福笑いのスペシャルパフェは団体客向けで、かなりでかい。

そして花火がついて運ばれてくる。


今までに何回か運ばれているのを目にしたことはあるが、自分で頼もうと思ったことは一度もない。



「あらやだ!そんなに食べられるの?!残したら怒るからね!」


ちなみに一杯3千円もする。



「はーい」


私も山ちゃんも甘党だ。いくらお腹一杯とはいえ、きっと食べられる。……きっと。


「夢は毎回違うし、いろんな人が出てきて現実の今と混ざったりするんだけど、今日は違ったんだ。


高校二年生の五月、本当にあった場面……」




写真部に入っていた私は、土曜日に部活仲間と学校で待ち合わせをしていた。

校内や学校周辺の写真を撮るための集まりだったけど、正直なところ、ただみんなでダベりたいだけだった。
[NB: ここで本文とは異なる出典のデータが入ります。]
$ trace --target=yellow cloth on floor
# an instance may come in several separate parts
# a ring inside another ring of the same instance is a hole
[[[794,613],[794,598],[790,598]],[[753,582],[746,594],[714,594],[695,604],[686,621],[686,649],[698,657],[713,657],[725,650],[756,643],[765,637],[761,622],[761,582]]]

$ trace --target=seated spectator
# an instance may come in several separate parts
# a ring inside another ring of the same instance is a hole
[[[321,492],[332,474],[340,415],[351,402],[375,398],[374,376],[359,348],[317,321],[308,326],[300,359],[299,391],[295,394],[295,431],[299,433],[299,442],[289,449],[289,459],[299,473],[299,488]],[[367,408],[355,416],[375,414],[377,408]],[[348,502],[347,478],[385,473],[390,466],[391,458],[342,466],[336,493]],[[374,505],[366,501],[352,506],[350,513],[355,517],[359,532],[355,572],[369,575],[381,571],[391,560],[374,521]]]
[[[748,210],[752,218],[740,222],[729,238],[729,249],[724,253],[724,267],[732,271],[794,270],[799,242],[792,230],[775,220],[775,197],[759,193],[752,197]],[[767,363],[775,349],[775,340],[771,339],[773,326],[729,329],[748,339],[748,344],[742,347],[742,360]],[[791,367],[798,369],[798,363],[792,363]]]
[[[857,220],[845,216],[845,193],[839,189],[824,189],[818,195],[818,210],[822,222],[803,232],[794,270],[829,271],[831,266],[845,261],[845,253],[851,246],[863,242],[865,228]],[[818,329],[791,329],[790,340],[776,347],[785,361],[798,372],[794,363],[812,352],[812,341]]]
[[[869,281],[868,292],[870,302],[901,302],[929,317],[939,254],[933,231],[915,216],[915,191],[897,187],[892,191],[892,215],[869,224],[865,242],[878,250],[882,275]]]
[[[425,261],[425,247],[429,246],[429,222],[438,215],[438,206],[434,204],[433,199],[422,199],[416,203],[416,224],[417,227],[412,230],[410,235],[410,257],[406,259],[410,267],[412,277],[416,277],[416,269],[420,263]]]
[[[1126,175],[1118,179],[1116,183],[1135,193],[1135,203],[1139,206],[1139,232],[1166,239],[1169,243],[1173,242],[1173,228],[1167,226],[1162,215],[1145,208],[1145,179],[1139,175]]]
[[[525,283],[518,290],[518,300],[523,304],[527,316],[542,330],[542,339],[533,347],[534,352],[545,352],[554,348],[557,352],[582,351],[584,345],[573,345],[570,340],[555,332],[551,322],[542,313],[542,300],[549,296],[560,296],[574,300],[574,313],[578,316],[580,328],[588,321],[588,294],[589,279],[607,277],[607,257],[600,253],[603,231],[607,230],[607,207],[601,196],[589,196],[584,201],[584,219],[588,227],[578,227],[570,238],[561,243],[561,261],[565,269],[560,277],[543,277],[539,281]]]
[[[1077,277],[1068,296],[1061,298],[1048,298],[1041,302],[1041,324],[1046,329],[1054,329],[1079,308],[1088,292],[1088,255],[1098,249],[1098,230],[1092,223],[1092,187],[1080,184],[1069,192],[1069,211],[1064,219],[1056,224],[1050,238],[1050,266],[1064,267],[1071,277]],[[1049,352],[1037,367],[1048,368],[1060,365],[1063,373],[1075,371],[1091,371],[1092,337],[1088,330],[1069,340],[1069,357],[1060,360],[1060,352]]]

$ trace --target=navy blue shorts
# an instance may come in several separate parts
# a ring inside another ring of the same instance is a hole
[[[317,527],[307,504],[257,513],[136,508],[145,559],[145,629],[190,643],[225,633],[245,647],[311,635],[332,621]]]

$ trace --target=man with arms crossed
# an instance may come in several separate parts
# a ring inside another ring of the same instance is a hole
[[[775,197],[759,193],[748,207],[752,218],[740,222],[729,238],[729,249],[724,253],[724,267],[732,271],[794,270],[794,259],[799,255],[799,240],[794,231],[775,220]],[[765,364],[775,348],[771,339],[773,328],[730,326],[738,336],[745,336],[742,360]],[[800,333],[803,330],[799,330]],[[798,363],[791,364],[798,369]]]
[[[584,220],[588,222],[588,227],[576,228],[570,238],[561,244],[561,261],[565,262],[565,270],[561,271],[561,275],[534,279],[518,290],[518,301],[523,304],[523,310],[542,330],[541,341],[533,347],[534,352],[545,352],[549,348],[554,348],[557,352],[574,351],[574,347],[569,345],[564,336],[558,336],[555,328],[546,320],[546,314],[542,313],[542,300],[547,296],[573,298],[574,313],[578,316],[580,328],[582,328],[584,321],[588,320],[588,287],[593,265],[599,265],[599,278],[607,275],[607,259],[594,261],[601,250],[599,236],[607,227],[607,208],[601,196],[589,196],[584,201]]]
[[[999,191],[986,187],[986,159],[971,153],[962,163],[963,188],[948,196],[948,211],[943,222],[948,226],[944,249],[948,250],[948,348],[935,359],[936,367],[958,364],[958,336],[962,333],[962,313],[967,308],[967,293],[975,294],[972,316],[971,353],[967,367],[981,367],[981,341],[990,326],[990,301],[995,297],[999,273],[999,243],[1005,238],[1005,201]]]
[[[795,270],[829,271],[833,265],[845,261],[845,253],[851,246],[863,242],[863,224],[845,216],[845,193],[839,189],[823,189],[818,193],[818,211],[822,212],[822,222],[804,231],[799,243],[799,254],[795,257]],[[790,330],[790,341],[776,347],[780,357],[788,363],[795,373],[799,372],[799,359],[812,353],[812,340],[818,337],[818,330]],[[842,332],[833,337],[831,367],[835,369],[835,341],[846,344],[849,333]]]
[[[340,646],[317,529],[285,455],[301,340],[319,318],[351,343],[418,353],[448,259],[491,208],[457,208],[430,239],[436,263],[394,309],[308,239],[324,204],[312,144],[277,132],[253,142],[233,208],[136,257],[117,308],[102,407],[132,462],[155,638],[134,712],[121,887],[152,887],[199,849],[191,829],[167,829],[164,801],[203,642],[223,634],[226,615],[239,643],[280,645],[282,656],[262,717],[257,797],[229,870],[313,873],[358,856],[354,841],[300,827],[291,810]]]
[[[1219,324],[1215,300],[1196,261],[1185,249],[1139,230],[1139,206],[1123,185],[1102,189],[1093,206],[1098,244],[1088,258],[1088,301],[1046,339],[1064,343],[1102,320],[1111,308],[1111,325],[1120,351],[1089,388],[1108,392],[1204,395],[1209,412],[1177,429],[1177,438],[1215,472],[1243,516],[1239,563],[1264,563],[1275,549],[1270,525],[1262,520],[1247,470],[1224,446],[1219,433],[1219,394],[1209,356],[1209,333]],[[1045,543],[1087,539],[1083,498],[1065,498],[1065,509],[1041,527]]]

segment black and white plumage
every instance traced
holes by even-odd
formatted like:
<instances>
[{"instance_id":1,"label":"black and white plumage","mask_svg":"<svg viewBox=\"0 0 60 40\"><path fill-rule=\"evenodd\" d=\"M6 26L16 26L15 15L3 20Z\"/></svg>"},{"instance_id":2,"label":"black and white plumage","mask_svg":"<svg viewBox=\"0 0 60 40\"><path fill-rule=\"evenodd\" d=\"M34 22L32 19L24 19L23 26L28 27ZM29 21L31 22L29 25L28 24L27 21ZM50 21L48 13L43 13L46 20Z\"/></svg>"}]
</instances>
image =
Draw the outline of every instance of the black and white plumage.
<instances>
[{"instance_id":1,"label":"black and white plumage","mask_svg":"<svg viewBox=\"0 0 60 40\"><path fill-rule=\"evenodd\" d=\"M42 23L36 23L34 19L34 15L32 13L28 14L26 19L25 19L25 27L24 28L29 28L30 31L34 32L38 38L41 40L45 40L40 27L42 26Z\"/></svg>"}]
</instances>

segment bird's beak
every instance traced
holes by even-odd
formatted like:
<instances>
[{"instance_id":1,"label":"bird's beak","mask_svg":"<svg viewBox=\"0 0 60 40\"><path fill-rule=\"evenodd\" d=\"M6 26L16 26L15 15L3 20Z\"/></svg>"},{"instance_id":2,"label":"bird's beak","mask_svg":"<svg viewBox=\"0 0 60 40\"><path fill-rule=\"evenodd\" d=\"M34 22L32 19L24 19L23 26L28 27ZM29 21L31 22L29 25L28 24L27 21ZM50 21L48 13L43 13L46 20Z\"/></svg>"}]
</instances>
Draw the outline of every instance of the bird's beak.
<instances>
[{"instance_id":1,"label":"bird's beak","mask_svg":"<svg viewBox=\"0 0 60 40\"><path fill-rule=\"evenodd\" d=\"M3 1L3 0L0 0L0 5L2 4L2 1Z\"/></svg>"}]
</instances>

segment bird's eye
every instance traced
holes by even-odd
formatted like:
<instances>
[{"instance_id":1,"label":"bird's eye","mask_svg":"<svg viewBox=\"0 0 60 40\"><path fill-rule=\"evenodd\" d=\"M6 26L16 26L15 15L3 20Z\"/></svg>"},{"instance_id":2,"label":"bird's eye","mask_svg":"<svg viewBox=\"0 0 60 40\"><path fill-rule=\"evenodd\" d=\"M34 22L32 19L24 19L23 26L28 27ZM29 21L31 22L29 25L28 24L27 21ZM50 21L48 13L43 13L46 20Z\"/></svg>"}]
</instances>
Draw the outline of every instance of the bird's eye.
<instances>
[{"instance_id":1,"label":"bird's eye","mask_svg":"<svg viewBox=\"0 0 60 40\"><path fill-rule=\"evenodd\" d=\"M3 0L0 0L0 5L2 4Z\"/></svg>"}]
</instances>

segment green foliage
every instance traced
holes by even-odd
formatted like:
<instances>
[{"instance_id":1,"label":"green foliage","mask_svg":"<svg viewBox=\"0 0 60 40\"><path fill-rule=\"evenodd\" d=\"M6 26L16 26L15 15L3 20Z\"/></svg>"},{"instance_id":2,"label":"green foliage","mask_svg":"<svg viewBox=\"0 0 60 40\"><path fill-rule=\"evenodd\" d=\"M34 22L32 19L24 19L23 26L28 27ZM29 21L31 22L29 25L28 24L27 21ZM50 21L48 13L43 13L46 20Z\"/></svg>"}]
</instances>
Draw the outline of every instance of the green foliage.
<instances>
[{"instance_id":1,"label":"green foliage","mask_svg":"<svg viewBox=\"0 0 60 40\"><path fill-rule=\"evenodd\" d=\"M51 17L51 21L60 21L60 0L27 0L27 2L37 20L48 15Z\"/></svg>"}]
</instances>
いつもなら真っ直ぐ部室に行くのだが、ノートだか何かを取りに一人で教室に寄った。


誰もいないと思ってドアを開けたら、そこには凛ちゃんがいた。



「あれ!凛ちゃん!何してるの?」


「びっくりした〜!今、部活の休憩中。ななちゃんは?部活?」


「うん。これから校内写真撮ったらみんなで公園行くんだ〜」


「いいね〜、楽しそう。今日天気いいから」


「もう部活っていうかピクニックだけどね」


私と凛ちゃんは教室から同じ空を見ていた。



「スペシャルパフェお待たせ致しました〜!」


「わ〜〜〜!!!」

「きゃ〜〜!!!」



花火が!!


パフェが!!


すごい!!!!


私達はすかさず写メを撮りまくった。


自撮りもして、満足したところで花火が消えた。


こんなにはしゃいだのはいつぶりだろう。




「ん〜!!美味し〜い!!

で?なんか話でもしたの?」


パフェを突っつく手が止まらない。


このペースで食べても、底に到達するのはかなり先だ。


「うん……」




凛ちゃんの手にはバイオリンが握られていた。


私は、凛ちゃんがバイオリンを持っているのを見るのは初めてだった。


正確には初めてじゃないんだけど、仲良くなってからは初めてだ。



「自主練してたの?凛ちゃんのバイオリン聴いてみたい!なんでもいいからお願い!」



「え〜〜!無理無理、困ったなぁ……」


凛ちゃんは照れながら笑う。


弾いてくれないか〜、としょんぼりした私を見て、


「え〜……何にしよう……」



窓の外を見ながら適当な曲を考えてくれる。


ワクワク。


青い空が広がり、どこからか生徒達の笑い声が聞こえた。



スッとバイオリンを構える。


凛ちゃんの細い指がしなやかに動く。


どこかで聴いたことのある懐かしいメロディー。



開いていた窓から風が入り、カーテンが大きく揺れた。






この時、私は深く深く落ちたんだ。